Or put differently, what does Paradox actually do?
Their involvement in each of the games they're publishing (leaving aside the ones they develop internally) is probably different, but a few things that the "publisher role" can include that a distributor would not:
1) Being involved in decision making about what the game should be, specifically pre-release (and possibly before work really even starts at all). This may or may not be a "publisher actually has the authority" situation, but it often is.
2) Provide upfront funding (this is generally very "expensive" money for the developer in terms of the publisher's corresponding cut of the actual revenue).
3) Do most/all of the actual advertising/promotion/etc.
4) Work out distributor agreements. This used to be one of the most important parts: sure, you could develop a game, but how could you distribute it? Walmart doesn't talk to indies, they talk to publishers.

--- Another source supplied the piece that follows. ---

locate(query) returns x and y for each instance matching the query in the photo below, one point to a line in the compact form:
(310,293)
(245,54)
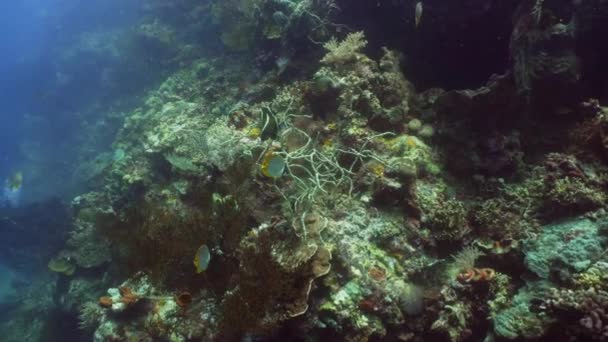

Shareware/etc worked for some people, but it was hard to make a living. This is less important now with digital distribution, but even there getting on steam is not
an easy thing for an indie. Having a publisher like Paradox behind you makes that a lot easier.
5) Own the intellectual property and/or rights to produce sequels/expansions/etc (which may or may not include rights to the "story" part of the IP, code technology, etc).
As you can imagine, having a publisher can be both a great enabler and an incredible frustration. In theory it could be a great relationship if you were working with people with absolute integrity and who had confidence in you, but in practice there's a lot of... well, problems. I don't want to turn this into a rant. Your imagination suffices, I'm sure
There's a lot of indies out there, even among people who could get a publisher if they wanted one, and there's a reason for that.